There are also regulatory issues: New York and San Francisco, fuelled by pressure from annoyed neighbours, have enacted laws that try to crimp short-term house rentals. California has been citing ride-sharing services for operating without a taxi licence.
But human beings have been swapping before money even existed. New technologies only grease the wheels of these ancient transactional instincts. Even if growth levels off, it doesn’t change the fact that peer exchanges are simply another way for entrepreneurs to reach customers.
Dylan Rogers, a 27-year-old sales executive in Chicago, began renting out his BMW 6 series on RelayRides.

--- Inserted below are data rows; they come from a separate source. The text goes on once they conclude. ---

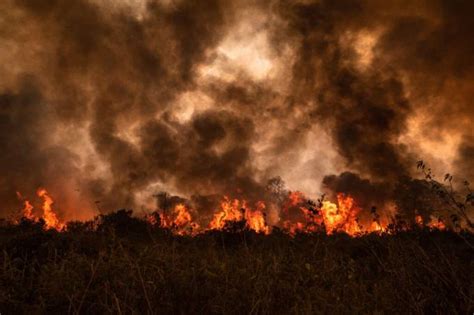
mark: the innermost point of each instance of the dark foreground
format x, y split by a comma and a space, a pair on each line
125, 266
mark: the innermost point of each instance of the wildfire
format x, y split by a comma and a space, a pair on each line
180, 220
235, 211
49, 216
297, 215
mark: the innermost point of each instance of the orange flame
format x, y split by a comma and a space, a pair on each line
299, 215
49, 215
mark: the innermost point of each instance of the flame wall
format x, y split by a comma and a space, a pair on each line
107, 102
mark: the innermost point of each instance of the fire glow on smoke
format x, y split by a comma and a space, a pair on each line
328, 217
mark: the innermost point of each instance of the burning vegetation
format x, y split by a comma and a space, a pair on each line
295, 213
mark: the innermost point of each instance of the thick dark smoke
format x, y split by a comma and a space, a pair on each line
105, 103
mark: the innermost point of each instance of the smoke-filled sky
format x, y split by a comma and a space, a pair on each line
114, 101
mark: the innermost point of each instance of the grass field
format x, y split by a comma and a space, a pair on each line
124, 265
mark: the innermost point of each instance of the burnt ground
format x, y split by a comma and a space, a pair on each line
123, 265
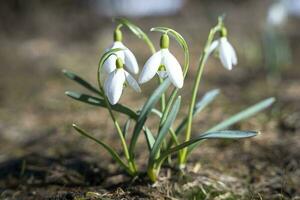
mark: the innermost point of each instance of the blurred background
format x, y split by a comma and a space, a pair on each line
40, 38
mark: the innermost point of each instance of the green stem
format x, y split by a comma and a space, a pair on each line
131, 163
203, 59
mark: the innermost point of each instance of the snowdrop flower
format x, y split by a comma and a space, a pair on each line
126, 55
277, 14
164, 64
226, 52
113, 86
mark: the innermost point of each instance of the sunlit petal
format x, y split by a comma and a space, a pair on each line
110, 64
225, 53
173, 68
213, 46
130, 62
120, 54
162, 74
132, 82
233, 54
150, 68
114, 85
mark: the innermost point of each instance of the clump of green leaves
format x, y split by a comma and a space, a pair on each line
167, 139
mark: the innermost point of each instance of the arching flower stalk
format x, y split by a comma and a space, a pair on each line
119, 61
114, 84
164, 64
125, 54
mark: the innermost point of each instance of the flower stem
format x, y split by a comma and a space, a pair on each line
203, 58
131, 164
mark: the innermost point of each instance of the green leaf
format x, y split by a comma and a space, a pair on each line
101, 102
164, 130
208, 135
149, 138
112, 152
249, 112
148, 106
137, 31
81, 81
206, 100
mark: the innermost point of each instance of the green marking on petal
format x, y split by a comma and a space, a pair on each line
119, 63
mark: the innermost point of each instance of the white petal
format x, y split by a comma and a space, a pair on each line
130, 62
110, 64
173, 68
163, 74
114, 85
225, 53
213, 46
233, 54
150, 68
120, 53
132, 82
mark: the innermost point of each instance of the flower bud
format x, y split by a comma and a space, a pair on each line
119, 63
118, 35
223, 32
164, 41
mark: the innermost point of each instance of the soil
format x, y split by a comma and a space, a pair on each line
43, 158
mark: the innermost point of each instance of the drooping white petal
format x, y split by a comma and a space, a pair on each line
114, 85
120, 54
163, 74
233, 54
110, 64
225, 53
213, 46
132, 82
150, 68
130, 62
173, 68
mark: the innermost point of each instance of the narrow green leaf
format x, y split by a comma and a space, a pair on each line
149, 138
112, 152
148, 106
249, 112
209, 135
101, 102
137, 31
164, 130
200, 105
81, 81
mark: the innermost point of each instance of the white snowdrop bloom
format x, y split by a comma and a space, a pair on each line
277, 14
164, 64
126, 55
114, 84
226, 52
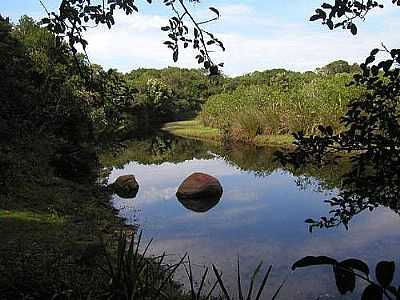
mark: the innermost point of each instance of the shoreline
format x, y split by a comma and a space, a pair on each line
193, 129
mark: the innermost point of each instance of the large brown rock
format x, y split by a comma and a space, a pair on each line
199, 185
200, 205
126, 186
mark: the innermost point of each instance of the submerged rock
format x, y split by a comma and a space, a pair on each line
126, 186
199, 192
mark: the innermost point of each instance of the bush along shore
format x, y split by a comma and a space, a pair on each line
61, 238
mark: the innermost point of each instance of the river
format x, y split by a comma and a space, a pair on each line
260, 217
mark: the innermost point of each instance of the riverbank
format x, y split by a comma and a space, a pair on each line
194, 129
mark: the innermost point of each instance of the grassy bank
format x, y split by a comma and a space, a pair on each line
194, 129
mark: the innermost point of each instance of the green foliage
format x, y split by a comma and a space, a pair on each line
347, 271
285, 102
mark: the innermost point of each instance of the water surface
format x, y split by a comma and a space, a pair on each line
259, 217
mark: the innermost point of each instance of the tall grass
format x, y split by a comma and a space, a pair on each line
300, 104
134, 275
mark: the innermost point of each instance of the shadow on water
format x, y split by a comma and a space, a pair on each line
201, 205
260, 216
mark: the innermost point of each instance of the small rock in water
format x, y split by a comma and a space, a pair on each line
199, 192
126, 186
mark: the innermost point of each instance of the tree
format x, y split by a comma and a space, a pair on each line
372, 129
76, 16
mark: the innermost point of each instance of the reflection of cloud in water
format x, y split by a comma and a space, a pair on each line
361, 242
167, 172
260, 218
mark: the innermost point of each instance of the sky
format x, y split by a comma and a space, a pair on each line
258, 35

Now that he’s making $1,000 per month from it—well above what it costs to finance and maintain—he recently bought a Jeep and plans to add a Charger specifically to rent out, with the goal of netting $40,000 a year for his three-car fleet. “I want vehicles that are useful for the marketplace,” he says. Is he an entrepreneurial individual or a small car rental company? Either way, there’s nothing to stop him from using the tools of the share economy to create the next Hertz.